Simone Young erobert die Herzen

Von Carola Große-Wilde
Hamburg(dpa). Bei Simone Young gibt es nur Superlative: Hamburgs neue Generalmusikdirektorin war die Erste, die die Wiener Philharmoniker leitete, die Erste, die an der Metropolitan Opera in New York dirigierte. Seit August ist die 44-Jährige nun die erste Chefin eines internationalen Opernhauses.

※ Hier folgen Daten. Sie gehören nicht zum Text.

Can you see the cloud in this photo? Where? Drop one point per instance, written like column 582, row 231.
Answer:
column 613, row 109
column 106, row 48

Die Generalmusikdirektorin und Opernintendantin Simone Young.Foto: dpa

Und seitdem eroberte die Australierin mit ihrem Temperament, Können und ihrem Charme die Herzen der Hamburger im Sturm. An diesem Sonntag dirigiert sie an der Wiener Staatsoper die Premiere von Janáceks »Osud« und Puccinis »Le Villi«. Und Arte widmet der Maestra, Überfliegerin und Alleskönnerin an diesem Samstag um 22.25 Uhr ein Porträt.

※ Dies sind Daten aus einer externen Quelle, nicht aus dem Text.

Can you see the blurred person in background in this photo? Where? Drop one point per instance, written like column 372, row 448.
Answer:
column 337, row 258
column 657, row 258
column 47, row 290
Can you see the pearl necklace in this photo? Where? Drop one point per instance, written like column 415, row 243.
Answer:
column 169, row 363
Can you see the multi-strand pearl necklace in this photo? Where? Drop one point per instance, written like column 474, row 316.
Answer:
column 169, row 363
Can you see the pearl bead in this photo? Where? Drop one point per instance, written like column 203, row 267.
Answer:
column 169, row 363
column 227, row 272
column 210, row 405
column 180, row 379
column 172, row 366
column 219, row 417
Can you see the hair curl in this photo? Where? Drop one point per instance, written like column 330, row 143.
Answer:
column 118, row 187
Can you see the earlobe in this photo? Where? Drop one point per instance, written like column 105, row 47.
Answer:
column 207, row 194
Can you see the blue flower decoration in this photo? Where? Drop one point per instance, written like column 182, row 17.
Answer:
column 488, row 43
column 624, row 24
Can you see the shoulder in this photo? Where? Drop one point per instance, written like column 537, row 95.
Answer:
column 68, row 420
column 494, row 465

»Einen besseren Start hätte ich mir wirklich nicht wünschen können«, sagt Simone Young. Beide Premieren seien beim Publikum und zum großen Teil bei der Presse sehr positiv aufgenommen worden. Dabei hat sie mit Olivier Messiaens komplexer »Turangaljla«-Sinfonie und Paul Hindemiths Künstleroper »Mathis der Maler« keine leichte Kost gewählt. »Aber die Premieren haben uns sehr viel mehr Aufmerksamkeit verschafft, als wenn ich mit einer Verdi-, oder Puccini-Oper begonnen hätte.« Kurz vor der Opern-Premiere war der Druck nochmals gestiegen, als Hamburg unter Ingo Metzmacher und Louwrens Langevoort zum »Opernhaus des Jahres« gewählt wurde.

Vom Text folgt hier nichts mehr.